Quand mon père entendit ce discours à la radio, il tira son grand mouchoir de sa poche et se moucha bruyamment. C'est la seule fois où je l'ai entendu pleurer. Il approuvait à fond cette décision de Hitler, mais il gardait ses distances vis-à-vis des nazis. Il continuait à se méfier de la politique étrangère du régime. Il répétait sans cesse qu'il ne savait pas très bien où tout cela allait mener l'Allemagne.

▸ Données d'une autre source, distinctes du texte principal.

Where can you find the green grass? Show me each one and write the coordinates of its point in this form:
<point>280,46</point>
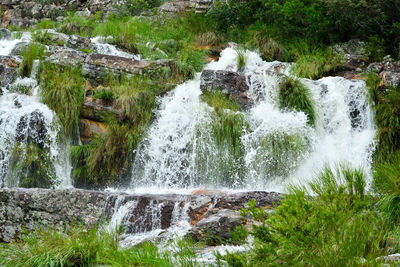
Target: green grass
<point>29,54</point>
<point>316,63</point>
<point>63,90</point>
<point>293,95</point>
<point>104,94</point>
<point>78,246</point>
<point>386,184</point>
<point>329,222</point>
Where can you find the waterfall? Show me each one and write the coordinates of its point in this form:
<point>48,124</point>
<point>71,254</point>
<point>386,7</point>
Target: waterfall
<point>179,152</point>
<point>29,133</point>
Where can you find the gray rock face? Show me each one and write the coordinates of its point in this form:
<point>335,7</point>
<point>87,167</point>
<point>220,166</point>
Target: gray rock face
<point>27,208</point>
<point>232,84</point>
<point>388,71</point>
<point>217,225</point>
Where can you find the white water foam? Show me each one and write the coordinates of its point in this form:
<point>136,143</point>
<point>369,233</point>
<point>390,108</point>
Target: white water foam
<point>19,115</point>
<point>343,134</point>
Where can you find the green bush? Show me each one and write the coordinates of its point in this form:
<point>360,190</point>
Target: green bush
<point>293,95</point>
<point>316,63</point>
<point>386,184</point>
<point>29,54</point>
<point>63,90</point>
<point>329,222</point>
<point>78,246</point>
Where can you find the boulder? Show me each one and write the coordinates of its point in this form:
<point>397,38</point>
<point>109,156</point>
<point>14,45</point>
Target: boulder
<point>388,71</point>
<point>216,225</point>
<point>232,84</point>
<point>32,129</point>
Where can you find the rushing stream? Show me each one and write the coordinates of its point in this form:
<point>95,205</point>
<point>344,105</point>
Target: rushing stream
<point>179,152</point>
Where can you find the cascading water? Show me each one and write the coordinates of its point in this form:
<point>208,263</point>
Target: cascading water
<point>29,134</point>
<point>278,147</point>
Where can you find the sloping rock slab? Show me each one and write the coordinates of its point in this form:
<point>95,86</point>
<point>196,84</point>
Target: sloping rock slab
<point>26,208</point>
<point>230,83</point>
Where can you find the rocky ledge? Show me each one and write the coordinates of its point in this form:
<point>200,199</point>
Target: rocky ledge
<point>205,210</point>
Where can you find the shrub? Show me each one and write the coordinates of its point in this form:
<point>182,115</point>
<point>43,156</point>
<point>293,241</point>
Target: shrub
<point>386,183</point>
<point>63,90</point>
<point>293,95</point>
<point>387,119</point>
<point>329,222</point>
<point>78,246</point>
<point>317,63</point>
<point>104,94</point>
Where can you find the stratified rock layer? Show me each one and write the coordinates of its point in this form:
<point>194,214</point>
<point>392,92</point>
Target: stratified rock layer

Peu de temps auparavant, il avait renoncé à toute vie publique, puisque celle-ci était désormais devenue un engagement forcé. Lors d'une manifestation patriotique sur la place du Marché de Wittlich ( Dieu sait qu'il y en avait ! ), à laquelle il participait en tant que président des Anciens Combattants, un jeune voyou en chemise brune avait remarqué, dans les rangs des vétérans, deux Israélites couverts de décorations et bien connus dans la ville.
" Les Juifs n'ont plus de place parmi nous, qu'ils quittent immédiatement les lieux, ou on les chassera ! " cria le jeune homme.
Mon père l'entendit. Il était dans son uniforme de Général-Major de l'ancienne armée impériale et devait faire, ce soir-là, le principal discours du haut du balcon du Rathaus.
" Que personne ne touche à nos deux camarades, ou c'est moi qui quitte immédiatement les lieux ", dit-il tranquillement.
Les nazis furent bien obligés de s'incliner. Mon père fit son discours. Ensuite, il rentra chez lui et nous annonça son intention de ne plus jamais participer à une manifestation en uniforme. Il manqua à sa parole une fois : lorsque la ville fit un triomphe à mon frère Erbo, l'aviateur, qui avait été décoré de la Croix de Fer de chevalier pour ses vingt premières victoires aériennes.
Ainsi étions-nous, et d'une curieuse façon, confrontés pour la première fois avec l'un des aspects les plus odieux du règne de terreur que les nazis avaient établi en Allemagne : le fameux problème juif.